Cargill and Faccenda deal ‘to prompt cost scrutiny’

By Michael Stones

- Last updated on GMT

Faccenda’s planned joint venture with Cargill Chicken UK will lead to scrutiny of overheads, predicted Shore Capital
Faccenda’s planned joint venture with Cargill Chicken UK will lead to scrutiny of overheads, predicted Shore Capital

Related tags Joint venture Unite the union Mergers and acquisitions Clive black

The poultry joint venture proposed by Cargill Chicken UK and Faccenda will lead to scrutiny of overhead costs, according to City analyst Shore Capital, as Unite the union offered a cautious welcome to the plan.
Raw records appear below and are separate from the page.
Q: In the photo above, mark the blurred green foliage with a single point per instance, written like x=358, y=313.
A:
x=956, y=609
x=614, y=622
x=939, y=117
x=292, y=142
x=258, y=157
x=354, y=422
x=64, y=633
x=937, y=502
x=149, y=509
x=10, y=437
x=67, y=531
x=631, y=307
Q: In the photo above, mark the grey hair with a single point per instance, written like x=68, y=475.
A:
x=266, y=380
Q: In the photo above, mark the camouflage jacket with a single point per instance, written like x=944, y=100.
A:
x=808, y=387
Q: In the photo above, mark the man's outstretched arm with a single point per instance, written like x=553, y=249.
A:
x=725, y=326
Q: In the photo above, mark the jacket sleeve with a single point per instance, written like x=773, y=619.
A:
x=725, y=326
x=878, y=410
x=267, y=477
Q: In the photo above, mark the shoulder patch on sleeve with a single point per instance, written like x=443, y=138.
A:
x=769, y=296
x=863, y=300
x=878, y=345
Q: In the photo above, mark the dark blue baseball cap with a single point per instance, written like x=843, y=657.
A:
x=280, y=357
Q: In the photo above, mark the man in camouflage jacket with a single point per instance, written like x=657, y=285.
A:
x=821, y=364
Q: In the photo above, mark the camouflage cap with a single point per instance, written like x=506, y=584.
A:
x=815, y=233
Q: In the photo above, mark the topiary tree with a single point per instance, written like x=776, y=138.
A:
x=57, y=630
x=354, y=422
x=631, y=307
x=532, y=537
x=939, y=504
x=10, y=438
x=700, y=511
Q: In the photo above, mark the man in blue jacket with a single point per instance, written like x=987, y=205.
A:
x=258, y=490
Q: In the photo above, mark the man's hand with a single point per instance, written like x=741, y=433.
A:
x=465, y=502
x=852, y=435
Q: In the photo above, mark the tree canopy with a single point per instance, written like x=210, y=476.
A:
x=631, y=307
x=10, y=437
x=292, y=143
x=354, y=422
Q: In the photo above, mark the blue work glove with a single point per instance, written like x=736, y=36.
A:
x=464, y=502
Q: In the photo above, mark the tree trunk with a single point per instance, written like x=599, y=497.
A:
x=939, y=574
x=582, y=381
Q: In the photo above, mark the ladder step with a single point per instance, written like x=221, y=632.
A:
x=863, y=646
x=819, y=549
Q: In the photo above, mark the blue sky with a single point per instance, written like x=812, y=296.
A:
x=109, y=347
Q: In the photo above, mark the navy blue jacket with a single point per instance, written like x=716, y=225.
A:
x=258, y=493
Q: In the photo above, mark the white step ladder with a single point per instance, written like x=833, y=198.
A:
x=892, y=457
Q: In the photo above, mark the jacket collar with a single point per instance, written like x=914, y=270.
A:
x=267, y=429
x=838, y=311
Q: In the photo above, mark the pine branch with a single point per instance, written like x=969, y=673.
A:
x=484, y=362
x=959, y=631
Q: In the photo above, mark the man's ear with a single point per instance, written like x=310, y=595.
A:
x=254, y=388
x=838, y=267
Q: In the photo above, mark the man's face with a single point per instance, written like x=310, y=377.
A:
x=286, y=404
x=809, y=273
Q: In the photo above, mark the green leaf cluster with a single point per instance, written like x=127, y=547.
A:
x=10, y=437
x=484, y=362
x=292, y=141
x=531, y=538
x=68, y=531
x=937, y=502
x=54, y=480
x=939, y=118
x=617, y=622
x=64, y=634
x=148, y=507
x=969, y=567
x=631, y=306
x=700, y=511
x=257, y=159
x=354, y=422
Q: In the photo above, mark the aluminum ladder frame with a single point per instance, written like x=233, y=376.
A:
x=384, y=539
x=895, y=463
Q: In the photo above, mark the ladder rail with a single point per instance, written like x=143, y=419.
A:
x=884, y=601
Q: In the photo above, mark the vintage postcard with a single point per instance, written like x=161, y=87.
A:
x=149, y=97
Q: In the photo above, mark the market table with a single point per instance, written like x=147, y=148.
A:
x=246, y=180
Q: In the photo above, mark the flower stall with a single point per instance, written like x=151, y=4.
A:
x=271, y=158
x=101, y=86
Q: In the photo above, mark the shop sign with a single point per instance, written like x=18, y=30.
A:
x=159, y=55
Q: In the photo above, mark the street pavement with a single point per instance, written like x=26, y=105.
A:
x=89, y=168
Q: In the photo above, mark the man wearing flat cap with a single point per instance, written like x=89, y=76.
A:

While the two privately-owned businesses were unlikely to highlight financial synergies arising from the joint venture, Shore’s Clive Black and Darren Shirley said: “… clearly, central overhead rationalisation and sourcing opportunities would be expected to be early ports of call …”

Also, operational integration could follow a review of the two poultry processors, they added.
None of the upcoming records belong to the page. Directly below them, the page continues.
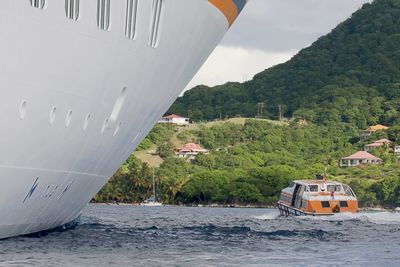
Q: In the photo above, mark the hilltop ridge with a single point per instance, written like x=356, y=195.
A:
x=350, y=75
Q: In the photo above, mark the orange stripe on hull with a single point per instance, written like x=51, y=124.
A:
x=227, y=7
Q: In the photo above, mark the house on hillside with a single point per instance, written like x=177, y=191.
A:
x=191, y=150
x=175, y=119
x=379, y=143
x=372, y=129
x=397, y=149
x=360, y=158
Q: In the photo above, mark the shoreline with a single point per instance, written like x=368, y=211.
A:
x=238, y=206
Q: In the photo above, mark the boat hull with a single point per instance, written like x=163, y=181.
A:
x=77, y=100
x=286, y=210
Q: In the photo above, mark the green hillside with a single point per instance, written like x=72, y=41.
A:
x=350, y=75
x=344, y=82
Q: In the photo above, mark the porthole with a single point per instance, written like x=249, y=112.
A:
x=68, y=118
x=86, y=122
x=117, y=129
x=105, y=125
x=22, y=109
x=52, y=116
x=38, y=3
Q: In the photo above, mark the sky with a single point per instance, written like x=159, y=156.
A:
x=270, y=32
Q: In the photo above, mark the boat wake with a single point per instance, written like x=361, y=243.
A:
x=382, y=217
x=270, y=216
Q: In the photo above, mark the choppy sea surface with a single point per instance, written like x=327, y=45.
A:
x=112, y=235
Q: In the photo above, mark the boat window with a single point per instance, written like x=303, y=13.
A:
x=313, y=188
x=131, y=15
x=103, y=14
x=334, y=188
x=72, y=9
x=38, y=3
x=155, y=28
x=325, y=204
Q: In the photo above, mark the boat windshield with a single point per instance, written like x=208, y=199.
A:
x=348, y=191
x=313, y=188
x=334, y=188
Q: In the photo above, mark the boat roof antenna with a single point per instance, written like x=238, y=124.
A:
x=326, y=171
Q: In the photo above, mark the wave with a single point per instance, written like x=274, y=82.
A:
x=371, y=217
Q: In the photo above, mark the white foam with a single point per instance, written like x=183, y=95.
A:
x=272, y=215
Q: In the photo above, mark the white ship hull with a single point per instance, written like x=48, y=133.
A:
x=77, y=100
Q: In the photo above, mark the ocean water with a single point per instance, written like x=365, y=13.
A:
x=112, y=235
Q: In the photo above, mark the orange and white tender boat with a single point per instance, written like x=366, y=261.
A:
x=317, y=197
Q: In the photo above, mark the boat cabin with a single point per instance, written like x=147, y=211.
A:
x=317, y=197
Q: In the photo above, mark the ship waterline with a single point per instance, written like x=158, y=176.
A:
x=82, y=83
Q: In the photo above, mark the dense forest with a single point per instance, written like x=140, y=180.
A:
x=350, y=75
x=346, y=81
x=250, y=163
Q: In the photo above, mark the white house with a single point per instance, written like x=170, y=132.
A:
x=379, y=143
x=175, y=119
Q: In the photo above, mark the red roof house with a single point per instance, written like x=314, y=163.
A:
x=175, y=119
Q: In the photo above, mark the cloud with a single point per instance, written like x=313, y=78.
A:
x=236, y=64
x=282, y=25
x=269, y=32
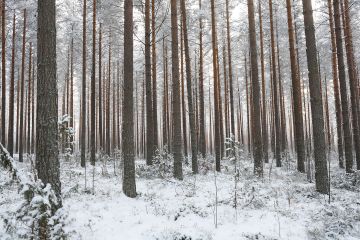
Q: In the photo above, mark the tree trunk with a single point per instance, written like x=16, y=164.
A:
x=47, y=161
x=321, y=176
x=93, y=92
x=154, y=77
x=12, y=94
x=277, y=132
x=149, y=105
x=343, y=90
x=83, y=97
x=296, y=90
x=194, y=148
x=351, y=62
x=336, y=86
x=3, y=73
x=176, y=112
x=129, y=185
x=257, y=147
x=263, y=92
x=21, y=138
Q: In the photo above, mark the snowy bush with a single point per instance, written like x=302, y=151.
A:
x=163, y=162
x=39, y=216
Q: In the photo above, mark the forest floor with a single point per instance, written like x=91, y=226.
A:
x=282, y=205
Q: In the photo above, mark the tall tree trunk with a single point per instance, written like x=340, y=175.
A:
x=296, y=90
x=257, y=148
x=343, y=90
x=321, y=176
x=194, y=148
x=176, y=112
x=216, y=94
x=12, y=94
x=129, y=186
x=3, y=73
x=93, y=91
x=100, y=91
x=336, y=86
x=28, y=138
x=21, y=138
x=47, y=160
x=277, y=132
x=351, y=62
x=154, y=77
x=83, y=97
x=202, y=142
x=149, y=105
x=263, y=91
x=182, y=80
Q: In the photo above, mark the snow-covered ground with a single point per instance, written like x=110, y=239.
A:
x=282, y=205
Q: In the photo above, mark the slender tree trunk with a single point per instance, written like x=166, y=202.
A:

The two firms revealed plans for a 50:50 merger between Cargill’s UK fresh chicken division and Faccenda’s fresh chicken, turkey and duck business, Cherry Valley, on Monday (September 25). “The new venture will be a demonstrable new force in the market, further concentrating activities,”​ said Black and Shirley.

The new business would have an annual output of 200M chickens, under the leadership of Andy Dawkins, current md of Faccenda.

Annual output of 200M chickens

Commenting on the deal, Faccenda Investments ceo Ian Faccenda said: “The new joint venture​ confirms our long-term commitment to being a responsible partner across the entire supply chain, providing stability and security to our customers, suppliers and growers for years to come.

“This is an exciting time. We are bringing together talented people from both businesses with complementary values and expertise, and giving them the opportunity to develop and be successful in a new business with the capability to grow.”

Shore Capital predicted the proposed merger – involving the UK’s third and fourth largest chicken operators – would attract the attention of the Competition and Markets Authority (CMA). “Albeit, the CMA can, at times, live in a parallel universe unbeknown to mankind,” ​noted Black and Shirley.

‘Parallel universe unbeknown to mankind’

The CMA revealed plans​ last week to probe Tulip’s acquisition​ of pig producer Easey Holdings.

Meanwhile, Unite’s lead national officer for the food sector Joe Clarke said: “We are giving this proposed merger a cautious welcome. It is early days for this joint venture, but we think that this agreement may be a positive development for both businesses.

“It will increase the strength of these companies within a very tough sector, especially as Brexit looms.”

Job retention was a key goal for the union, which has about 2,000 members in both companies, said Clarke.

Unite has members at the Cargill poultry sites at Hereford, Newent in Gloucestershire and Wolverhampton, and at the Faccenda plant at Brackley, Northamptonshire. The consultation process starts on Monday October 9.